Investing for quality

What is the LSC Standards Fund for - and how should it be distributed? According to the Association of Colleges, it should supplement the mainstream funding lines for FE colleges. And it should certainly not be shared with "private" work based learning providers. In an assiduously briefed Guardian article at the end of January ('Hands off our cash!’) the AoC claimed that a Standards Fund worth £170m in 2002/03 "was originally pledged to them."

In fact, the 2002-03 Standards Fund is worth £185m - a 9% increase on its originally announced value - and it is explicitly designed to boost quality across the post 16 sector. It is not frivolously called the "unified" Fund. It is the result of a consistent application of policy by the Government that started in February 2000. Then, David Blunkett announced that he was "considering setting up a work-based learning standards fund to ensure that standards are developed in this route in the same way as in further education."

This heralded moves to extend the standards fund to providers other than FE colleges - although this aspiration was only turned into a costed pledge in June 2001. In 2001-02, the work-based sector received £10 million out of a total fund worth £115m across the 2 years 2000-02. It was noted at the Standards Fund Advisory Group's first meeting, that this allocation was specifically to bridge the gap between support from TEC discretionary budgets and the unified fund available from April 2002.

In 2000, David Blunkett pledged that the standards fund would increase to £170m in 2002-03 and (subsequently increased to £185m). Seemingly the AoC believes that £170m has been ‘promised’ to colleges. But the LSC’s Grant letter published in December 2001, emphasised Government policy that the fund will be unified. The letter stresses that the fund "will not be constrained by internal ring-fencing for different funding streams or different sectors". So, the actual proportion of the £185m that will be allocated to colleges and what will go to the remainder of the post-16 sector depends entirely upon new criteria for how the fund is distributed.

This unseemly fuss by the colleges' association is also losing sight of the bigger picture. The Standards Fund inherited from the FEFC was worth less than £60m per year. In 2002-03 it will have tripled in value.

What's more, the Fund is part of an LSC "standards and infrastructure" budget block that will have grown from £435m in the LSC's first operational year to £734m in 2003-04. That's a rise of almost 70%.

The shape of the new Standards Fund also represents a serious triumph for providers large and small. Following an extensive consultation process, the LSC has agreed to substantially reduce the Fund's bureaucratic application and monitoring processes and to streamline the fund from 17 separate categories to just 3 broad strands:

The AoC also criticises money going to "private" providers. Whilst this is a bit sneaky it also raises a valid question. The majority of providers receiving Standards Fund money are in the not-for-profit voluntary and community sector. Many of these are decent sized and extremely well managed, but they have very weak balance sheets and rely on programme funding that is usually priced on a marginal-cost basis. Either the LSC raises it prices (and the provider earmarks its "surplus" to re-invest) or the LSC disperses specific funds to build providers' capability and quality. The DfES has plainly chosen the latter option.

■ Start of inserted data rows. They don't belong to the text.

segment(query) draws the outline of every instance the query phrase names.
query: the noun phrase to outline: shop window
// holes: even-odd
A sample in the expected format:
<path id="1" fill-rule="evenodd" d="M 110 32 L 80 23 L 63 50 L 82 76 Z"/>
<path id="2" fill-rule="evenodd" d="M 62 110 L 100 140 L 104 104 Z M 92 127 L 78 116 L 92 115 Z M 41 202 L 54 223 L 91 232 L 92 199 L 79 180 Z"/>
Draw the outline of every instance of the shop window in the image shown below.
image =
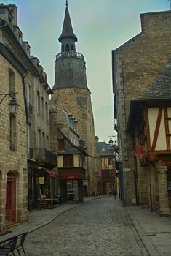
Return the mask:
<path id="1" fill-rule="evenodd" d="M 64 140 L 58 140 L 58 151 L 65 151 Z"/>
<path id="2" fill-rule="evenodd" d="M 63 167 L 73 167 L 73 156 L 63 155 Z"/>
<path id="3" fill-rule="evenodd" d="M 15 73 L 11 69 L 9 69 L 9 93 L 13 94 L 15 92 Z M 11 94 L 12 98 L 14 97 L 14 94 Z"/>

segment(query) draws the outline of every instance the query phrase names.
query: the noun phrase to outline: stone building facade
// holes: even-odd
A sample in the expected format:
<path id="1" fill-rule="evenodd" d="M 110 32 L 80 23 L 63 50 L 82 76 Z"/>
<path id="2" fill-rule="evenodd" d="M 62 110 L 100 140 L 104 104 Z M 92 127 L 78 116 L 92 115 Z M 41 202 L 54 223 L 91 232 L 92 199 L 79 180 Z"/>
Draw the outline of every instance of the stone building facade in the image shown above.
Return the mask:
<path id="1" fill-rule="evenodd" d="M 15 4 L 1 4 L 0 19 L 0 42 L 1 50 L 4 50 L 3 57 L 1 56 L 1 61 L 3 64 L 6 61 L 5 65 L 1 65 L 1 68 L 4 67 L 1 75 L 5 80 L 4 84 L 7 87 L 5 89 L 1 86 L 1 93 L 8 92 L 9 90 L 8 88 L 10 87 L 10 91 L 15 90 L 17 93 L 15 95 L 20 104 L 19 113 L 16 115 L 15 121 L 16 125 L 13 127 L 15 129 L 12 138 L 14 142 L 11 141 L 10 151 L 12 153 L 9 151 L 9 154 L 7 152 L 4 154 L 2 147 L 6 145 L 6 142 L 7 142 L 7 147 L 9 146 L 11 136 L 9 131 L 12 129 L 12 125 L 9 127 L 9 123 L 7 123 L 9 119 L 7 110 L 3 113 L 7 123 L 7 127 L 4 127 L 5 135 L 1 136 L 2 140 L 1 154 L 4 154 L 7 158 L 9 156 L 8 159 L 3 159 L 4 162 L 1 163 L 1 166 L 2 168 L 6 166 L 8 169 L 8 165 L 7 165 L 8 162 L 11 165 L 9 169 L 6 170 L 6 173 L 7 170 L 12 172 L 12 174 L 9 173 L 7 176 L 7 173 L 1 174 L 1 181 L 4 187 L 3 193 L 4 193 L 4 189 L 8 189 L 7 180 L 8 181 L 8 178 L 10 178 L 16 181 L 14 185 L 14 187 L 16 186 L 16 189 L 14 189 L 12 192 L 12 194 L 15 191 L 16 192 L 17 208 L 16 211 L 12 210 L 16 213 L 13 222 L 16 222 L 27 219 L 28 208 L 31 210 L 38 207 L 39 193 L 43 192 L 44 187 L 44 189 L 47 189 L 50 183 L 50 173 L 47 170 L 47 168 L 52 169 L 57 166 L 57 156 L 50 151 L 49 143 L 49 94 L 52 91 L 47 84 L 47 75 L 40 65 L 39 61 L 37 58 L 31 56 L 28 42 L 23 40 L 23 33 L 17 26 L 17 7 Z M 12 56 L 10 59 L 8 58 L 9 55 Z M 2 82 L 1 79 L 1 82 Z M 1 91 L 2 89 L 4 91 Z M 0 107 L 7 103 L 7 97 L 1 102 Z M 18 118 L 20 120 L 17 121 Z M 1 131 L 2 129 L 0 135 Z M 16 151 L 14 143 L 17 146 Z M 19 148 L 20 151 L 18 151 Z M 13 159 L 13 157 L 11 157 L 12 154 L 15 160 Z M 1 170 L 1 171 L 4 170 Z M 40 186 L 39 176 L 44 177 L 44 185 Z M 20 193 L 17 186 L 20 187 Z M 8 198 L 7 196 L 3 194 L 3 204 L 1 204 L 3 227 L 6 225 L 4 202 L 7 198 Z M 19 208 L 18 202 L 20 203 Z M 19 211 L 20 215 L 18 214 Z"/>
<path id="2" fill-rule="evenodd" d="M 2 24 L 0 20 L 1 35 Z M 25 73 L 25 67 L 0 37 L 0 230 L 28 219 Z M 16 94 L 3 95 L 10 93 Z M 16 113 L 9 108 L 15 99 L 19 105 Z"/>
<path id="3" fill-rule="evenodd" d="M 112 52 L 114 118 L 117 120 L 122 200 L 124 205 L 143 204 L 140 197 L 148 191 L 139 187 L 146 176 L 138 169 L 133 154 L 135 138 L 128 132 L 130 102 L 143 94 L 156 80 L 164 64 L 170 58 L 171 13 L 159 12 L 141 14 L 142 31 Z M 150 188 L 148 187 L 148 189 Z"/>
<path id="4" fill-rule="evenodd" d="M 171 60 L 151 86 L 131 101 L 127 129 L 134 134 L 140 203 L 168 214 L 171 205 Z"/>
<path id="5" fill-rule="evenodd" d="M 61 52 L 56 56 L 52 102 L 71 113 L 77 120 L 78 132 L 85 141 L 87 151 L 87 178 L 84 184 L 87 193 L 91 194 L 97 189 L 93 113 L 90 91 L 87 85 L 85 61 L 83 55 L 76 50 L 77 37 L 73 31 L 68 4 L 59 41 Z"/>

Providers that are in the fully-fledged private sector are possibly in a different category. There has been much consolidation in the LSC funded sector recently. Large companies - particularly in education and HR services - have been building up their group holdings by acquiring training subsidiaries. These investors are not stupid. They see the potential profitability in this sector and are prepared to make investments to improve the quality. This is all for the good - and a Government committed to private/public sector collaboration should encourage this. But they have to be very clear on what basis public investment resources are given over to private sector providers.

So how should the Fund be distributed? Most of will be handled by local LSCs. Two anxieties have emerged. Colleges fear that "ex TEC" staff will lack the sensitivity to understand FE requirements. Others are alarmed that allocations will not be decided through a bidding process. Instead, decisions will be taken on the basis of the Development Plans drafted by providers. Non FE providers in particular will need to recognise the new significance that is consequently vested in Development Plans submitted to ALI or the LSC.

The "local fund" should be allocated flexibly amongst providers who need the support and can demonstrate quality improvements in areas that meet the LSC's Quality Improvement Strategy. In particular, these should include retention, achievement and measures for the hardest-to-help. The "investment fund" needs to implement weaknesses found in the post area inspection plans and develop flagship initiatives like Centres of Vocational Excellence. But the LSC will face a dilemma in using this funding to address "extremely significant weaknesses in providers". Until now, the practice has been to bail out failing colleges but to close down weak non-FE providers. The LSC is moving towards a "unified funding approach" in 2003-04 and the Standards Fund is a form of early implementation. It will have to achieve convergence in the way it handles this.